Accordingly, SCOTUS reversed the CAFC's ruling, and ordered that the case go back to the lower court to resolve the attorney's fee question by following the new standard SCOTUS had established.

As the other case, Highmark v. Allcare, also dealt with attorney's fees and Section 285, the ruling [PDF] was short. The particular issue in the case was how much deference appeals courts should give to district courts that award attorney's fees in patent infringement cases. If higher courts must defer to lower courts on these rulings, it could deter frivolous litigators, because it closes off an avenue for them to keep the threat of a lawsuit alive.

The CAFC ruled that no deference should be awarded to the lower courts. Speaking again for a unanimous SCOTUS, Sotomayor reversed this decision in light of the Octane ruling: "Because §285 commits the determination whether a case is 'exceptional' to the discretion of the district court, that decision is to be reviewed on appeal for abuse of discretion" (page 4). This effectively means that a higher court reversing an award of attorney's fees will become quite uncommon. As with Octane, SCOTUS ordered the case back to the lower courts, and for those courts to apply the SCOTUS ruling.

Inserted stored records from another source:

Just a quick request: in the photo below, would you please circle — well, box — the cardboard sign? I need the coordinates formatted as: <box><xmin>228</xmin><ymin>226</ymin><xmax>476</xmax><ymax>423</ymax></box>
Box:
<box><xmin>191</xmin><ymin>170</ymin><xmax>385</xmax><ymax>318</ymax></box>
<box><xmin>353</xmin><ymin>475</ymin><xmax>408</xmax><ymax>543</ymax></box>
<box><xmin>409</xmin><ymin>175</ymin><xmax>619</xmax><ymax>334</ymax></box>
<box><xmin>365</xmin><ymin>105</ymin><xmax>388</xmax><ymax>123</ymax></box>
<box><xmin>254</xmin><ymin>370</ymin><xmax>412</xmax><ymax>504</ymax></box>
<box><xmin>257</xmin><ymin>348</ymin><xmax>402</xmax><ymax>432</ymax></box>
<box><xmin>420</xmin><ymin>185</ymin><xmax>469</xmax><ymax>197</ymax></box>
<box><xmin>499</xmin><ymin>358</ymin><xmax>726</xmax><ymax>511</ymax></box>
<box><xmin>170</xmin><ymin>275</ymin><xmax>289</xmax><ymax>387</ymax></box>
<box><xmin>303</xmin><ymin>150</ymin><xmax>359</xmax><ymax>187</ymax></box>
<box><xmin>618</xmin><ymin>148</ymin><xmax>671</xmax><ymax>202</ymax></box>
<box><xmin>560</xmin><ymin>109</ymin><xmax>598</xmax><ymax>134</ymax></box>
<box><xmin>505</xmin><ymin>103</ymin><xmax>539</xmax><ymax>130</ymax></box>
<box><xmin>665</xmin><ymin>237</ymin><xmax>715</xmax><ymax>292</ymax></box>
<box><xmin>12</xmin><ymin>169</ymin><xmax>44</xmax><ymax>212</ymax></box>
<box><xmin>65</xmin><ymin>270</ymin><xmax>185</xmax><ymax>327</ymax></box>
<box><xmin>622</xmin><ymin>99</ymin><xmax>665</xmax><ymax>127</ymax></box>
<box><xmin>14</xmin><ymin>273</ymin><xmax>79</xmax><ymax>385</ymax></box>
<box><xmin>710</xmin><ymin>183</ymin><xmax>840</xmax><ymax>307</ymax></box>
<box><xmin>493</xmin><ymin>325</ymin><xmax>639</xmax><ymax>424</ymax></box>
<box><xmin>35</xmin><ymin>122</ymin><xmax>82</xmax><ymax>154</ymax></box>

These rulings have already sent some waves through the patent-litigation world. Several experienced patent litigators have expressed a belief that the anti-patent-troll bill before the US Senate will now likely die because it also centered around the issue of attorney's fee awards. Some have suggested that, with the broad discretion now clearly granted to them, district courts will feel much more confident in awarding attorney's fees to successful defendants of frivolous patent litigation. Kristen Fries, an experienced patent attorney, stated on the popular patent blog "Anticipate This" that the rulings "may aid in thwarting certain 'patent trolls' from asserting patent claims that are meritless or brought in bad faith."

The US software industry may be able to relax a little. After these rulings, some potential malicious litigators may need to rethink their strategy. That could lead to fewer weak patent suits, which would at least be a step in the right direction.